The Russian president stressed he supported African-Americans' struggle for equality, calling it "a long-standing problem" in the United States and one that Russians "had a lot of sympathy for."
But Putin added that if the fight for legal rights turned into "mayhem and rioting," he sees "nothing good for the country."
He said he nevertheless expected that the "fundamental basis of American democracy will allow the country to escape this series of crisis events."
Putin also denied allegations that constitutional reforms that could allow him to extend his rule were aimed at "strengthening a presidential dictatorship," saying parliament would have a bigger role after the changes.
Putin has called on citizens to support amendments to the constitution at a national vote scheduled for July 1.
Among other changes, the amendments would allow the 67-year-old, who has run Russia for 20 years as either president or prime minister, to stay in power until 2036.
The number of deaths from COVID-19 in Iran has exceeded 100 for the first time in two months, the country's Health Ministry said on June 14.
Ministry spokeswoman Sima Sadat Lari announced 107 coronavirus fatalities in the past 24 hours, raising the overall death toll to 8,837.
She said the number of infections had reached 187,427, with 2,472 new infections recorded in the past 24 hours.
Real numbers are believed to be significantly higher.

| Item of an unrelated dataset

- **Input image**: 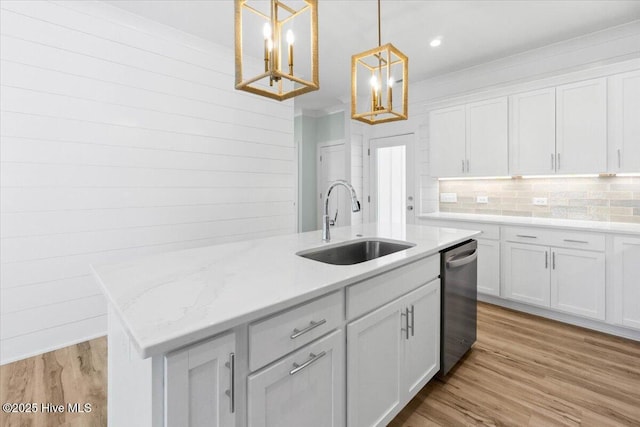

After gradually relaxing its lockdown since mid-April, Iran in recent weeks has seen a rise of new daily infections.
Speaking on June 13, President Hasan Rohani said that restrictions to stem the coronavirus pandemic will be reimposed in the country if citizens continue to disobey public health regulations.
Rohani said compliance with health regulations had been as high as 80 percent in mid-May. But he said compliance is now down to only about 20 percent.
Kazakh Prime Minister Askar Mamin has gone into self-isolation after the Central Asian country's health minister tested positive for the coronavirus.
The prime minister's spokeswoman, Zarina Nurlanova, said on Facebook on June 14 that Mamin would continue to work and had tested negative for COVID-19.
Mamin made a working trip to the southern Zhambyl Province with Health Minister Yerlen Birtanov on June 12 to start construction at a new pharmaceutical plant intended to produce medicines and vaccines.
Birtanov said on June 14 he tested positive for the coronavirus and had been hospitalized.
"Despite all the strict sanitary measures I have followed, there are always risks," he wrote on Facebook, urging Kazakhs to practice physical distancing, wear a mask, and follow sanitary measures.
Nurlanova said both ministers wore masks when they were together.
Pictures posted on Facebook show the two wearing face masks at the pharmaceutical-plant construction site.
The number of people infected with the coronavirus has risen sharply in the country recently.
According to the latest data, 18,898 people have been infected with the coronavirus in Kazakhstan and 77 people died.
The true infection rate and death toll are believed to be higher.
Those diagnosed with COVID-19 but said to have "died of another disease" are not included in the country's core statistics.